Judging by the opioid epidemic stats alone, these cities come across as awfully bleak. Nonetheless, I’ve developed a strong fondness for them—not just a fondness, but a preference for them over the winner-take-all cities. They are vastly more affordable, making possible a more expansive, less stressed existence; they are places where, thanks to their high need and smaller scale, one committed person or family can make a real difference.
A mural on the side of an old market on Third Street in Dayton (Ty Wright for ProPublica)
And they offer countless offbeat discoveries of the sort one is less likely to find in glossier environs. One evening in Dayton — at the end of a day when I observed a harrowing autopsy at the coroner’s office of a 45-year-old woman who had suffered a drug overdose — I stumbled upon a chess club inside an abandoned retail building downtown with a beautiful terra-cotta façade. There, I played a couple close games against a local community college student, and then wound up having dinner in a friendly tavern that turns out to be one of just two cooperatively owned brewpubs in the country. Naturally, I bought a share.

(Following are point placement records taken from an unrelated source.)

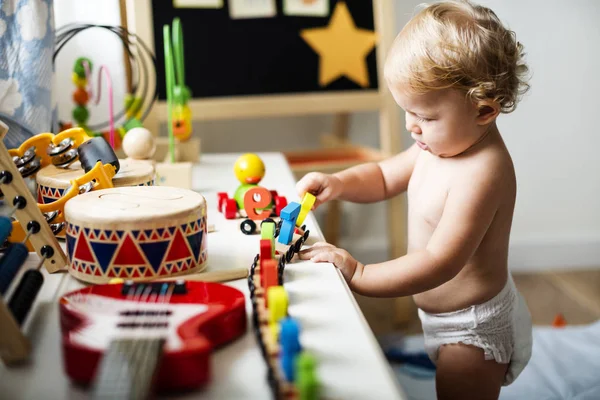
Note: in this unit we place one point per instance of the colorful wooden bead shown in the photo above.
(79, 68)
(81, 97)
(78, 81)
(80, 115)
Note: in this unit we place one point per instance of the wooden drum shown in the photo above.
(139, 233)
(52, 181)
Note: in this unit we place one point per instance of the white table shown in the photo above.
(350, 363)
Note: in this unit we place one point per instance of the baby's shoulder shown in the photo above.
(493, 165)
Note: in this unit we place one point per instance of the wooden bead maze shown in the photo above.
(14, 346)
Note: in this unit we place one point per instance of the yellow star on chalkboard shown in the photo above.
(342, 48)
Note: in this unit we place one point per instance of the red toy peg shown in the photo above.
(255, 199)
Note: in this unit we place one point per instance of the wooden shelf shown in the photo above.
(330, 160)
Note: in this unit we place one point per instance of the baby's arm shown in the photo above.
(469, 210)
(367, 183)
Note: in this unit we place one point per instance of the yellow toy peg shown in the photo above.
(277, 300)
(78, 81)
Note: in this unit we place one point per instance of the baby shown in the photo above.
(453, 69)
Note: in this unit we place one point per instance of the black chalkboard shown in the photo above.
(227, 57)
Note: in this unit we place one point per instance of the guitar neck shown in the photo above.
(127, 369)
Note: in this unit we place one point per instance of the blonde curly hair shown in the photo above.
(460, 45)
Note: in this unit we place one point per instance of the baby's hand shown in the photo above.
(324, 187)
(325, 252)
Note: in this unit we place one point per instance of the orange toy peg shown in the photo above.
(81, 96)
(255, 199)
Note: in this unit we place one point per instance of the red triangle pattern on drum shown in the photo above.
(179, 248)
(128, 253)
(82, 249)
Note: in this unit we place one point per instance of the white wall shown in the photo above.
(552, 135)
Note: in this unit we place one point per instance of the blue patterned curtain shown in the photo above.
(26, 69)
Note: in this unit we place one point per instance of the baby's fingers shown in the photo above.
(306, 254)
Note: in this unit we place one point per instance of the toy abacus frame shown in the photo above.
(281, 389)
(14, 346)
(31, 212)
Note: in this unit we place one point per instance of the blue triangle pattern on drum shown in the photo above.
(104, 253)
(195, 242)
(155, 252)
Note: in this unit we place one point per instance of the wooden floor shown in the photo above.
(574, 294)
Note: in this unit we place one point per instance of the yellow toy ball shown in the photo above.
(249, 169)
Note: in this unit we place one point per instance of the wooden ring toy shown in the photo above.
(139, 233)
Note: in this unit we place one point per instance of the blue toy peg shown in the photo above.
(289, 214)
(290, 346)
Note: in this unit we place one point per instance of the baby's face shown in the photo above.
(442, 122)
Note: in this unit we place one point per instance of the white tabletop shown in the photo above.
(350, 364)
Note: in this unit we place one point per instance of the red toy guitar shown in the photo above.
(134, 337)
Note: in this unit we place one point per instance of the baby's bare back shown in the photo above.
(485, 273)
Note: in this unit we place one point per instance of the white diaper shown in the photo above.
(500, 326)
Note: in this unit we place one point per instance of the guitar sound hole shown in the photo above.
(151, 313)
(144, 325)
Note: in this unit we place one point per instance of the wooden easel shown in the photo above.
(340, 104)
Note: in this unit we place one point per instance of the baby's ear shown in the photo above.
(487, 111)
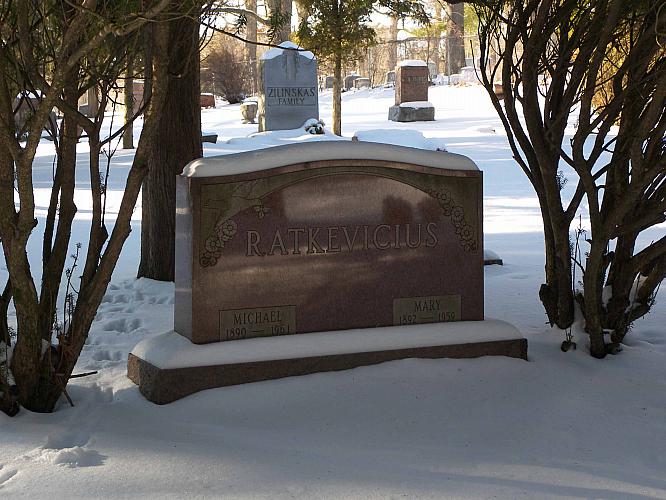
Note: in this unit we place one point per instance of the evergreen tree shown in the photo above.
(339, 31)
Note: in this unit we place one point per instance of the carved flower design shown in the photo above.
(457, 215)
(207, 259)
(226, 229)
(466, 232)
(213, 244)
(261, 210)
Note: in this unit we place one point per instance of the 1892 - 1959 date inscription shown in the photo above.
(433, 309)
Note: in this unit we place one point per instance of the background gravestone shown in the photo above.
(411, 93)
(361, 83)
(349, 81)
(288, 91)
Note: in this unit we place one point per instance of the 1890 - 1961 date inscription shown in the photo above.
(433, 309)
(257, 322)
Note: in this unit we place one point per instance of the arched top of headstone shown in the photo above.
(412, 62)
(290, 154)
(284, 46)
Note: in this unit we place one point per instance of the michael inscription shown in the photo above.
(257, 322)
(433, 309)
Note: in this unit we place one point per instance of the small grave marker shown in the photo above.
(288, 91)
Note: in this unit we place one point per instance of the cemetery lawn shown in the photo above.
(558, 425)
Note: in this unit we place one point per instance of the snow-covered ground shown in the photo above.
(559, 425)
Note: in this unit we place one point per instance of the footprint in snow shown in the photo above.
(116, 325)
(120, 299)
(105, 355)
(6, 474)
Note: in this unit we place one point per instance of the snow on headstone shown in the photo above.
(288, 91)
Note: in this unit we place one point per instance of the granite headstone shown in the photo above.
(288, 91)
(411, 93)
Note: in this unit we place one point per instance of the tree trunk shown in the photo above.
(128, 100)
(337, 96)
(283, 31)
(437, 38)
(177, 142)
(393, 43)
(455, 42)
(251, 48)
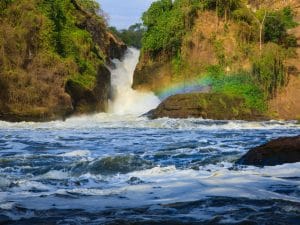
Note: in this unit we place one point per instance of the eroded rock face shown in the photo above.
(275, 152)
(204, 105)
(89, 101)
(43, 83)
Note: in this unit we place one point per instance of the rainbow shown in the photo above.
(196, 85)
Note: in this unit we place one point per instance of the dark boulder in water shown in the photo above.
(276, 152)
(215, 106)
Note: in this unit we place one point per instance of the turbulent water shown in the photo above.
(120, 168)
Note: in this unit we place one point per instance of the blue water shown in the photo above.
(110, 169)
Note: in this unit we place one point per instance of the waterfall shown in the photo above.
(125, 100)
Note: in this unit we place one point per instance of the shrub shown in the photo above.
(242, 85)
(269, 69)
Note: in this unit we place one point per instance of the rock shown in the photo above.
(40, 81)
(205, 105)
(275, 152)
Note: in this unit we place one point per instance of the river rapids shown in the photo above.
(120, 168)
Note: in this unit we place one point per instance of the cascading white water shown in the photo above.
(125, 100)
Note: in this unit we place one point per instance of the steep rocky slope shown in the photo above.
(286, 104)
(53, 59)
(226, 47)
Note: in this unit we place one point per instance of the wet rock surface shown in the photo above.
(206, 106)
(275, 152)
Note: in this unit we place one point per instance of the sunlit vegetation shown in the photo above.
(261, 36)
(131, 36)
(42, 45)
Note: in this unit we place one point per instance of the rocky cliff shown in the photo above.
(224, 45)
(53, 60)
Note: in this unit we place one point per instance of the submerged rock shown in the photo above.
(275, 152)
(205, 105)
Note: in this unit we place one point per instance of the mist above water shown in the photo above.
(125, 100)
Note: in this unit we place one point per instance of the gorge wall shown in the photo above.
(53, 59)
(224, 46)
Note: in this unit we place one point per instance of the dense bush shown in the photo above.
(131, 36)
(269, 69)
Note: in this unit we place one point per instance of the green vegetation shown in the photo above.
(238, 85)
(131, 36)
(44, 44)
(260, 36)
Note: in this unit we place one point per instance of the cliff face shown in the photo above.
(53, 60)
(229, 42)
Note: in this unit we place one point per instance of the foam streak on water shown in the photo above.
(119, 168)
(107, 168)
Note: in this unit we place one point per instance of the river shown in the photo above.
(121, 168)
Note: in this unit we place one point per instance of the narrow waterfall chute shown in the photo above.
(125, 100)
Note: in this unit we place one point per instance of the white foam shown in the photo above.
(125, 99)
(77, 153)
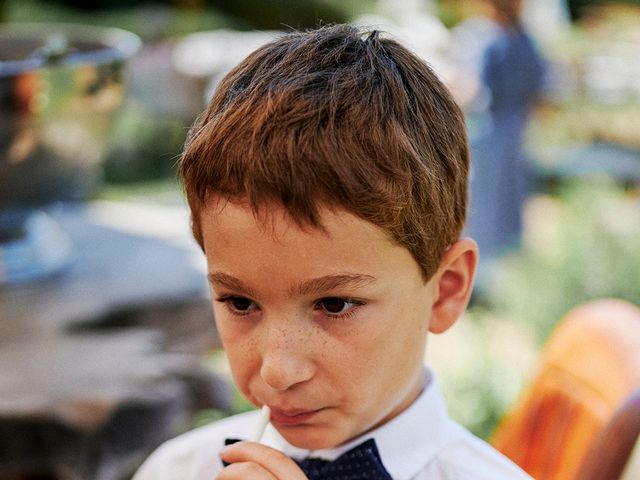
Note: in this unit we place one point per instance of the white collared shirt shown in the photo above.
(422, 443)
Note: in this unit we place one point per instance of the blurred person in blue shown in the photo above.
(511, 72)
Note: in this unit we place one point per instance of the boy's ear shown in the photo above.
(453, 283)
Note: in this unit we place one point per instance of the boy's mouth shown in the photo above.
(292, 417)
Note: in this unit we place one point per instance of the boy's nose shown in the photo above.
(286, 359)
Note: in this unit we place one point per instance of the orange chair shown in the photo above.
(588, 368)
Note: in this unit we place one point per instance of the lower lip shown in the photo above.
(280, 418)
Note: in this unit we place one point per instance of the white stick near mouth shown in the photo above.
(265, 414)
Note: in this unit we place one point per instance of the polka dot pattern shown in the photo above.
(360, 463)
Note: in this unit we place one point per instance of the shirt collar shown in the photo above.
(404, 449)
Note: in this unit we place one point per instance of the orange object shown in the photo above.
(588, 368)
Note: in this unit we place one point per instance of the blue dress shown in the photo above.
(512, 72)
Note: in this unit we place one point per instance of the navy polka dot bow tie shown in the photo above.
(362, 462)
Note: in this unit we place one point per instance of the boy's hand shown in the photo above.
(256, 461)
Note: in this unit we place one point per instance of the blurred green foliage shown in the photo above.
(587, 247)
(144, 146)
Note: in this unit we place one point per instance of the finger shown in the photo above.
(244, 470)
(274, 461)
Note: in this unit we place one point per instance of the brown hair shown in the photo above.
(339, 118)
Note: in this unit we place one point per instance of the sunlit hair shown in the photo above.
(338, 118)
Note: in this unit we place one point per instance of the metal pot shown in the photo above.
(59, 88)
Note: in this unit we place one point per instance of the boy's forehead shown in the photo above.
(269, 216)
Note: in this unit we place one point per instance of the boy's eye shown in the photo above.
(238, 305)
(337, 305)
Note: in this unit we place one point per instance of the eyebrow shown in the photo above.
(313, 286)
(230, 282)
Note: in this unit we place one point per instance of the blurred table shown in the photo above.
(100, 364)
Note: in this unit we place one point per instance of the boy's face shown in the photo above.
(328, 328)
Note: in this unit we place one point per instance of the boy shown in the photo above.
(327, 185)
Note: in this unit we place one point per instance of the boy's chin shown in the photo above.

But the fates of these cities can’t depend on just the predilections of this or that new arrival with a soft spot for the underdog. The country must decide what it’s willing to do to narrow the regional gaps, from tackling economic concentration to targeting public investment. For some time, there’s been a growing awareness of the problem in having so much wealth concentrated in such a narrow slice of the income ladder. It’s now worth also considering what it means to have so much wealth concentrated in a narrow slice of cities.